If the optimization occurs in the simpler solution, then the caller thread is blocked on IO. Also, it isn’t clear that the coroutine would necessarily suspend in that case.
Maybe someone needs to convince me that those two things aren’t important. Right now, I still think they may be important.
Honestly, I can’t make a great argument or come up with a simple example showing that they are important.
However, I’ve heard some Kotlin coroutine experts say that it is not a good idea to block the caller thread of a suspend function. I figure they’ve thought it through more deeply than I could.
So, if they’re wrong, here, I need that explained to me with a pretty high degree of subtlety.
My application has many thousands of coroutines. What I’m concerned about right now is what happens when one of them wants to run code that blocks on IO.
I want it not to block the calling thread and I want it to supsend.
My code guarantees that.
There’s another conversation happening about whether those two goals are important.
You’re test shows that coroutines run asynchronously. That’s cool, just not what this discussion was meant to be about.
Yes, they were right. And then not only coroutine experts, but coroutine authors themselves implemented an optimization and you don’t trust it
You are generally correct. This optimization means we may technically block the caller thread. And yes, blocking the thread inside a coroutine is generally bad. But this is not “the rule” itself, this is not the root problem. Problem happens because some threads are meant to be block-free. It could be the main thread of an UI application or they could be threads for CPU-intensive workloads (Dispatchers.Default).

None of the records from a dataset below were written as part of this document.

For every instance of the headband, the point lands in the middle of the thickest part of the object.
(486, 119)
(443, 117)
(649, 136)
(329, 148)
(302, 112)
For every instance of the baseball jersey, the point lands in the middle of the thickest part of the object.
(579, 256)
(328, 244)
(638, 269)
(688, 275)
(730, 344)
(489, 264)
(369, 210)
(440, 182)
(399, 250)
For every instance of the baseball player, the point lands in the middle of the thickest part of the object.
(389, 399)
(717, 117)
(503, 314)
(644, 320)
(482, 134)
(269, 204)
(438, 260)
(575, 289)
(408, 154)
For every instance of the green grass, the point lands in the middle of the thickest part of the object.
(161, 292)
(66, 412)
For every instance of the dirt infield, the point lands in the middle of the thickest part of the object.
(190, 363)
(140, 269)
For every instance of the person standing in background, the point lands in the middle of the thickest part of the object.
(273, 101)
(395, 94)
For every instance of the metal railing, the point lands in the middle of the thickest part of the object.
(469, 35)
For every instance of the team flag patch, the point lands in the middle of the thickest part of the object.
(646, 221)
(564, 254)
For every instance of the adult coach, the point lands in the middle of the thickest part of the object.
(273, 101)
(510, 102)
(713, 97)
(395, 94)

Kotlin optimization is simple: whenever we switch the coroutine Default→IO, we don’t move the coroutine to another thread, but we make the thread itself an I/O thread, while another I/O thread becomes the “Default” thread to compensate. And the opposite: if we switch IO→Default and there is an unoccupied Default thread, this thread becomes I/O and our thread becomes Default. This way we avoid switching threads while still guaranteeing we keep a healthy fleet of Default threads.
Example by @Skater901 and mine (I believe they were effectively the same), showed that we can call multiple blocking operation and that doesn’t impact responsiveness or concurrency of coroutines - as long as we use withContext(Dispatchers.IO) .

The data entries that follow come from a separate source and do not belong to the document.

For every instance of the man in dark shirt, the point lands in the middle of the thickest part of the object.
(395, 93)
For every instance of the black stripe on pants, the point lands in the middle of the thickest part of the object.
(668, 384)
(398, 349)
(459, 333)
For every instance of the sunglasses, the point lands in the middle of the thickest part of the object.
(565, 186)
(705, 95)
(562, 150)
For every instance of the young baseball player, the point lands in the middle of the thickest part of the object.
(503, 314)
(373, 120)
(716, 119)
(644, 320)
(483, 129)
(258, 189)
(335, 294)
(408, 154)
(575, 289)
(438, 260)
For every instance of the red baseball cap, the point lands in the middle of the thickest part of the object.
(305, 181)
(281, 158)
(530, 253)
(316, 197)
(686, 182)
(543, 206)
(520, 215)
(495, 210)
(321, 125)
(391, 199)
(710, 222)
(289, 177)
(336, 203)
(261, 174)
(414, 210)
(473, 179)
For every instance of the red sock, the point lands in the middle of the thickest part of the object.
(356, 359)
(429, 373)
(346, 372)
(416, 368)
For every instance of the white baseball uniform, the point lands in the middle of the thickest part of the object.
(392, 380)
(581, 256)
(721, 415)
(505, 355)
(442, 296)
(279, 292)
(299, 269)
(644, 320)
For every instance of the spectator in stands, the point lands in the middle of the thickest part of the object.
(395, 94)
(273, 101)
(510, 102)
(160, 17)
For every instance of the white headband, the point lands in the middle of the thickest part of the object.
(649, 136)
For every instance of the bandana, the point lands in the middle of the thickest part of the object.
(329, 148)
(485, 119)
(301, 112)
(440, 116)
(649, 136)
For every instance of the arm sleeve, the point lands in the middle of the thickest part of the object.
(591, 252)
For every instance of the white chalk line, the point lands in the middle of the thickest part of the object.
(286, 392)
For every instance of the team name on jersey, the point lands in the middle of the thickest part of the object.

Let’s say you have a coroutine, we’ll call it coroutine 1, running on thread A. This coroutine wants to run some blocking code. Calling withContext(Dispatchers.IO) creates a new coroutine (call it coroutine 2) and suspends coroutine 1. It is guaranteed that coroutine 1 will suspend until coroutine 2 completes, at which point coroutine 1 will resume.
As for threads:
If thread A is the main thread then coroutine 2 will be scheduled to run on a thread from the IO dispatcher’s thread pool (call it thread B), and thread A won’t be blocked.
If thread A is in the IO dispatcher’s thread pool, then thread A’s reason to exist is to run blocking code. So running coroutine 2 on thread B instead of A doesn’t provide any benefit – you still have a thread in the IO dispatcher being blocked. Running coroutine 2 on thread A is also faster, since it doesn’t have to switch threads first.
If thread A is in the default dispatcher’s thread pool, well, that’s the same thread pool as the IO dispatcher. Once again there’s no point to switch to thread 2, the dispatcher can just “move” thread A from the default dispatcher to the IO dispatcher and continue running on thread A.
So I’d argue that you don’t “explicitly want to execute the IO-blocking code on another thread”.